So much is striking about this election season, but to me nothing is more extraordinary than the powerful linguistic battle being waged by Dean to recapture the language of our political culture.
The story of the GOP used to be, "How did they do so much with so little?" During the five Republican presidential wins from 1968-1984, the GOP never had better than 11% deficit in national party registration, never came marginally close to a House majority, and couldn't hold their slim Senate majority for long.
But the GOP had a near lock on the Whitehouse during this period -- and from that toe-hold were able to forge a policy consensus amoung their congressional delegation, cultivated strong new candidates, established well-funed policy think-tanks, adapted to governing (effectively) from the minority/veto, and generally chipped away at the Democratic lock in the congress.
I think this is because the Republicans forced the public discourse to be waged on their ground: Taxes, defense, communism, socialism, morality, liberalism, crime, quotas, abortion, guns, fiscal responsibility -- on and on -- turning these issues one by one on the Democrats -- so confusing the electorate that we lost our ability to communicate effectively to the nation, and to our own constituents.
Ultimately, the GOP was able to rhetorically define us on every major issue, and we gradually lost our national consensus to govern.
Their ideas weren't better, but their strategy was far superior. The GOP has been masterful at combining various linguistic memes into powerful uber-notions. Such as:
- Defined tax-cuts as a moral issue in a vague defense of liberty.
- Convinced middle-class and working poor that tax cuts for the rich creates jobs and balanced budgets
- Won the support of northern labour-union males and southern democrats (Reagan-Democrats) despite waging economic war on their interests -- simply because he was 'tough' on communism/foreign policy.
- Equated the Democratic Party with foreign policy weakness. Incredible considering Vietnam, WWI, WWII were wars largely entered into despite broad-republican opposition.
And the GOP successfully:
- Defined liberalism as a form of moral weakness. Permissive, soft-on-crime, anti-competitive, etc.
- Defined quotas as legally un-just, despite the legacy of slavery and Jim Crow
- Defined free-trade as benefit to workers, despite hemorrhaging manufacturing jobs
- Defined universal health-care as an assault on liberty.
- And on it goes.
As usual, facts had little to do with their strategy. But the "fiscal responsibility" meme was the keystone for the GOP. The electorate indulged the GOP with a wide array of moral/social issues because, I argue, the GOP best defined themselves as the party to be "trusted with the people's money."

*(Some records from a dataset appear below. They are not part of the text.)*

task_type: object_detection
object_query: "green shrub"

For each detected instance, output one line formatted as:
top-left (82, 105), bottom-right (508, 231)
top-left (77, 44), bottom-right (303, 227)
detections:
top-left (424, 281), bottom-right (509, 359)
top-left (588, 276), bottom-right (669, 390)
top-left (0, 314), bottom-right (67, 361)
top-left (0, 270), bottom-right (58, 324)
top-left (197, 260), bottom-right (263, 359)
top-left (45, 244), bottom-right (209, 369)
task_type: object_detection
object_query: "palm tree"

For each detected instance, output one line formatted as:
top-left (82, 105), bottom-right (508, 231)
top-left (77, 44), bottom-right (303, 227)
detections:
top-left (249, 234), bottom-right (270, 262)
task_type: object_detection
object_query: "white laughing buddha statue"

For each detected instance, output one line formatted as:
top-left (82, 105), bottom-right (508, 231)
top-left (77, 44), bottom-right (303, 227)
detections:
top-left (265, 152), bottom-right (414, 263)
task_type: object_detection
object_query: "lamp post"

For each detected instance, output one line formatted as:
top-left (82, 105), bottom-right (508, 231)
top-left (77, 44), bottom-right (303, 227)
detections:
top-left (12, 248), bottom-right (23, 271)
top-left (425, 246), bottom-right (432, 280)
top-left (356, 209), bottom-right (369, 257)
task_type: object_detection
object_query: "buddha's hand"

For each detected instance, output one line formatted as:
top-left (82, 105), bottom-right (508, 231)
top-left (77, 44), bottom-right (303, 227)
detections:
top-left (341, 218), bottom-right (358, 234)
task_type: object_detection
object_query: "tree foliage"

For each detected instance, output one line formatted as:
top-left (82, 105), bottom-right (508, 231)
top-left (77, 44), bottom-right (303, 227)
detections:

Now, suddnely, we're ripping back fiscal-responsibility high ground, and we're waging a linguistic battle to equate economic justice with fair tax-policies and trade policies. Many Conservative Democrats wrongly assume that foreign policy is the lynch-pin in the GOP rhetoric machine -- that they've been "McGoverning the shit out of us" since 1972. But since the recent Neo-conservative coup over GOP foreign policy, Bush foreign policy has quickly evolved into a complex moral issue rather than just simple, easy-to-communicate issue of 'keeping America safe' -- and thus the GOP has left themselves open for attack here. And better yet, this moral foriegn policy is being conducted in a vacuum of sound fiscal policy.
Without a strong, conservative fiscal policy, Bush is positioning himself as a moral crusader conduct both national and international social engineering (another meme for us to reclaim) -- who regards winning moral policy at the expense all else. If this campaign shapes up to be one where the GOP is left only with social issues, we can win, and perhaps more than just the White House. But we have to exploit this to the hilt.